Birileri bu panik havasından yararlansa da düşüncelerimi sizinle paylaşmak istiyorum.

Birincisi ve en önemlisi Türkiye ABD ile savaşa falan girdiği ve gireceği de yok.

Rahat olun.

ABD, bırakın Türkiye’yi, büsbütün düşman olduğu İran ile bile savaşa girmeye cesaret edemez.

Çünkü bu iki ülke ne Ürdün’e, ne Irak’a, ne Suriye’ye ne de Libya’ya benzemez.

Bu iki ülkenin tarihi ve savaş kültürü binlerce yıl öncesine dayanıyor.

Yani kaba tabir ile ‘’biraz sıkar’’.

İkincisi Kuzey Irak ve Suriye’nin kuzeyi bizim sürekli girdiğimiz bir bölge değil mi zaten.

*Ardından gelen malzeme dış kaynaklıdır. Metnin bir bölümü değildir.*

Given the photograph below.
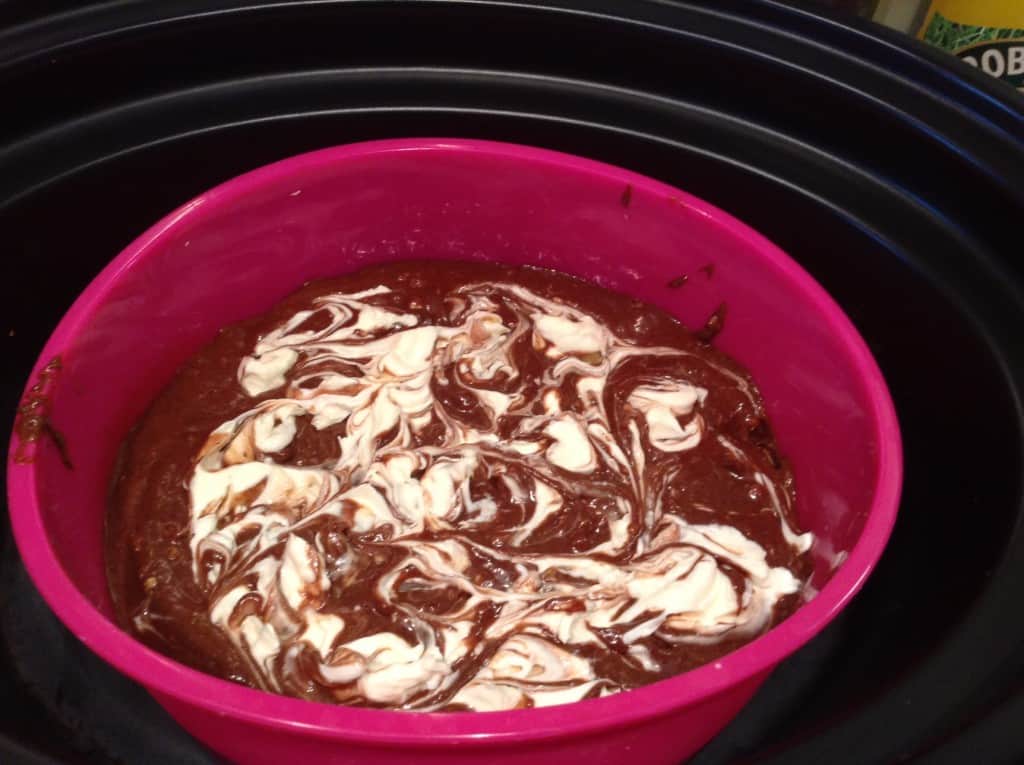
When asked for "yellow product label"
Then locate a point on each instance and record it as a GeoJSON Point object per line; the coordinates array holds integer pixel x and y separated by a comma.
{"type": "Point", "coordinates": [986, 34]}
{"type": "Point", "coordinates": [997, 13]}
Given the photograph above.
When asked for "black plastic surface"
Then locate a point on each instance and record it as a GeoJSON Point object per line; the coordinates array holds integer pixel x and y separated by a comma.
{"type": "Point", "coordinates": [892, 177]}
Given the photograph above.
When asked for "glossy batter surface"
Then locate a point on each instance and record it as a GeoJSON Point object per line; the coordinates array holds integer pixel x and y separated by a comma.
{"type": "Point", "coordinates": [439, 485]}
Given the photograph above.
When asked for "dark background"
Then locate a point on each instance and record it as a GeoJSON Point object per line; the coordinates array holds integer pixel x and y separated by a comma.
{"type": "Point", "coordinates": [889, 170]}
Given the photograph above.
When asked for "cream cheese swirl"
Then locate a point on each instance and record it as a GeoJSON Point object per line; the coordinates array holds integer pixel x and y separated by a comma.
{"type": "Point", "coordinates": [451, 463]}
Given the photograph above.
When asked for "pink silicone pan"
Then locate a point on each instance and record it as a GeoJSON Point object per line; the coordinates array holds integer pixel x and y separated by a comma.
{"type": "Point", "coordinates": [235, 250]}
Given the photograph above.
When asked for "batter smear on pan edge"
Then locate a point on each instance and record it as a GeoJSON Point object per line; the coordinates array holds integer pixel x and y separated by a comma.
{"type": "Point", "coordinates": [458, 486]}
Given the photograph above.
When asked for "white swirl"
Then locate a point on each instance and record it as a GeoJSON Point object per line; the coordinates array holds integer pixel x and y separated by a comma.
{"type": "Point", "coordinates": [371, 376]}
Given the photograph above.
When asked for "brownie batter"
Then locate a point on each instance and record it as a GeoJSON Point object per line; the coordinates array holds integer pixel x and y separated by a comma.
{"type": "Point", "coordinates": [444, 485]}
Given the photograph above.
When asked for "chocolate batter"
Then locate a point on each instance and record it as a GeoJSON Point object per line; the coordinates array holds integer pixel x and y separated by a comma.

Kanlı terör örgütü ile mücadelemiz hiç bitmedi ki zaten.

Ayrıca binlerce ABD askerinin olduğu zamanda bile girdiğimiz Kuzey Irak’ta şu anda sadece 50 ABD askeri var. Onlarında bulundukları yer belli.

O yüzden ABD ile savaşa girmeyiz, merak etmeyin.

Peki Trump, neden " Türkiye belirlediğim sınırların dışına çıkarsa ekonomisini mahvederim " dedi.

Siz buna da inanmayın.

Türkiye’yi hangi sınırların dışına çıkmakla tehdit ettiği belli değil.

Trump, kendi belirlediği sınırları bile söyleyemiyor.

Bu da Trump’ın, blöfünden başka bir şey değil işte.

Açık ve net…

ABD, Kuzey Irak’ta saplanıp kaldı.

Milyarlarca dolar harcadı ve hiçbir kazanımı olmadı.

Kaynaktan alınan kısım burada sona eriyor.